Today’s EP re-import (2026-04-21) matched persons against corrupted wp_users; those EPs may point to the wrong user. After restore, re-import from scratch to rebuild the EP→person links against clean data.

Accept that EP re-import writes CSV values back onto restored persons

The CSV is authoritative for participant profile fields at registration time. The snapshot is a starting point; the CSV-sourced values (Email, ContactNumber, etc.) correctly override.

Manual commit gate on the restore transaction

519 users × ~22 meta rows is small enough that automation offers no benefit; the single most important control is the operator reading row counts before typing COMMIT.

30-day retention of pre-restore snapshots

Gives time for any user whose legitimate post-incident edit was reverted to surface a complaint. After 30 days, the snapshots can be dropped.

5. Retention & calendar

Artefact Drop date Notes

wp_restore_260417 schema

2026-04-29

The extracted 2026-04-17 snapshot. Keep 7 days for any follow-up investigation.

wpca_prod.wp_users_prerestore_20260422

2026-05-22

Rollback dataset — restore from here if anyone reports lost legitimate edits.

wpca_prod.wp_usermeta_prerestore_20260422

2026-05-22

Companion to the above.

recon/logs/wp-users-restore/affected_uids.txt

Permanent

Audit log — the authoritative list of UIDs processed.

6. References

6.1. Skill

  • mysql-operator-backup-restore (at ~/dev/ai-skills-develop/skills/devops/mysql-operator-backup-restore/SKILL.md) — generic workflow for loading an Oracle MySQL Operator backup into a target schema. Covers backup identification, S3 access, loader pod, util.loadDump, common pitfalls.

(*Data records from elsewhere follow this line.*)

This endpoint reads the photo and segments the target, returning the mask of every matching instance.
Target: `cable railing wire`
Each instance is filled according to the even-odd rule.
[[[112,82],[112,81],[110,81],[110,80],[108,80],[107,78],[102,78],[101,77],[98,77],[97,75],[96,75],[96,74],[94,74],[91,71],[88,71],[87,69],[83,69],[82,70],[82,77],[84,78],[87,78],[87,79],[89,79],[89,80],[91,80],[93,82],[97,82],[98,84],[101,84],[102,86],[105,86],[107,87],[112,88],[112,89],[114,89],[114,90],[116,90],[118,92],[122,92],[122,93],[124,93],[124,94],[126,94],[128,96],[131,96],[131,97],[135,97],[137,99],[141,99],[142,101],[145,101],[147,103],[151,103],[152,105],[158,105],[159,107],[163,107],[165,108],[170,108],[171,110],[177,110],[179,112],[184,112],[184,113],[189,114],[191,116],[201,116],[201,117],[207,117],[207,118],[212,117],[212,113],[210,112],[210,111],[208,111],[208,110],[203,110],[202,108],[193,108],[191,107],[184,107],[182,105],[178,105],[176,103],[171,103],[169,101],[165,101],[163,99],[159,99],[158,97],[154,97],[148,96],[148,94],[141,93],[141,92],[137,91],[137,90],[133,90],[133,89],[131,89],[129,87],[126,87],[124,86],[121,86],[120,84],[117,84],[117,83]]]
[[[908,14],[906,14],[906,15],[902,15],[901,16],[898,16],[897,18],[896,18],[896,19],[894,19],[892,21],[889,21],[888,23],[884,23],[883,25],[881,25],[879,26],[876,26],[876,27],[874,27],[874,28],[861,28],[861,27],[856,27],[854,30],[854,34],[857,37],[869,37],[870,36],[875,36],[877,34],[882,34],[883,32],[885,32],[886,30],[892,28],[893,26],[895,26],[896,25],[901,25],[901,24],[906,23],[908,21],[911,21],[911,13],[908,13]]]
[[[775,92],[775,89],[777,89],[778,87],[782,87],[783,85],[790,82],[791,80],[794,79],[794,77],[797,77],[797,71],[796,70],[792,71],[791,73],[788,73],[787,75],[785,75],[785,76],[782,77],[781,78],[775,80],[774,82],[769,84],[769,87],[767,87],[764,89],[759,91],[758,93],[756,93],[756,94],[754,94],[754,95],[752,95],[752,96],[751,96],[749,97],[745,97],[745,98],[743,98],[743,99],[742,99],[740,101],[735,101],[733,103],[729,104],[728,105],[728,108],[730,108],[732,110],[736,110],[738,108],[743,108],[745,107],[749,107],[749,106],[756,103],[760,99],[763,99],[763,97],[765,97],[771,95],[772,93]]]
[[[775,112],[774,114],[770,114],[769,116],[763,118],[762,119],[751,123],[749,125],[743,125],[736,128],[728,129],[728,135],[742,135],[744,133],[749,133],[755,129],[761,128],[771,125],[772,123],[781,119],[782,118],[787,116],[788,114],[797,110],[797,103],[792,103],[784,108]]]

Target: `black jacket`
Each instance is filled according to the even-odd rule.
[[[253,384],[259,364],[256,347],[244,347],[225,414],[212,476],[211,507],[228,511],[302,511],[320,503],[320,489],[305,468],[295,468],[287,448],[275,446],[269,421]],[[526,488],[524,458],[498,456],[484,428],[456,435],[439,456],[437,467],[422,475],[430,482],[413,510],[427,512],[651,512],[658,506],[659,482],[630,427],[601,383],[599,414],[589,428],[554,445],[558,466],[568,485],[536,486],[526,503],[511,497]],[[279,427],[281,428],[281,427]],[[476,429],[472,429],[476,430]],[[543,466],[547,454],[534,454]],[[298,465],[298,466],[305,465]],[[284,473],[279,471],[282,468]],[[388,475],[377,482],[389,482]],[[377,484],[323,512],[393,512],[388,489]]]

  • mysql-idealogic-prod (at ~/dev/ai-skills-develop/skills/devops/mysql-idealogic-prod/SKILL.md) — tunnel + credential setup for the cluster.

6.2. Source code inspected during planning

  • admin-service/src/main/java/za/co/idealogic/event/admin/service/EventParticipantImportXLS.java:108 — UID column → PERSON_EXTERNAL_ID mapping

  • admin-service/src/main/java/za/co/idealogic/event/admin/service/EventParticipantImportXLS.java:196 — person.setId(…​) triggers JPA load-by-ID

  • admin-service/src/main/java/za/co/idealogic/event/admin/service/EventParticipantServiceEx.java:661-712 — updateIdentificationDetails

  • wordpress-database/src/main/java/za/co/idealogic/wordpress/UserWrapper.java:92-106 — setName() writes user_nicename + display_name on wp_users

  • database/src/main/java/za/co/idealogic/event/domain/PersonWrapper.java — full list of wp_usermeta keys the import writes

  • Bug #471: EP Import — matchPerson OTHER branch creates duplicate Person. Workaround was IDType=NATIONAL in the CSVs used for Step 6.

  • Feature #442: WPCA Event Migration — EP Import & Result Import Improvements.

  • design-journal/2026-04/wpca-event-migration.adoc — broader migration context.

  • design-journal/2026-04/result-import-improvements.adoc — ADO-452 (laps), ADO-459 (WPCA points), regid-swap rationale for -fixed.csv files.

  • design-journal/2026-04/wp-users-backup-restore.adoc — journal entry for the 2026-04-22 execution of this runbook.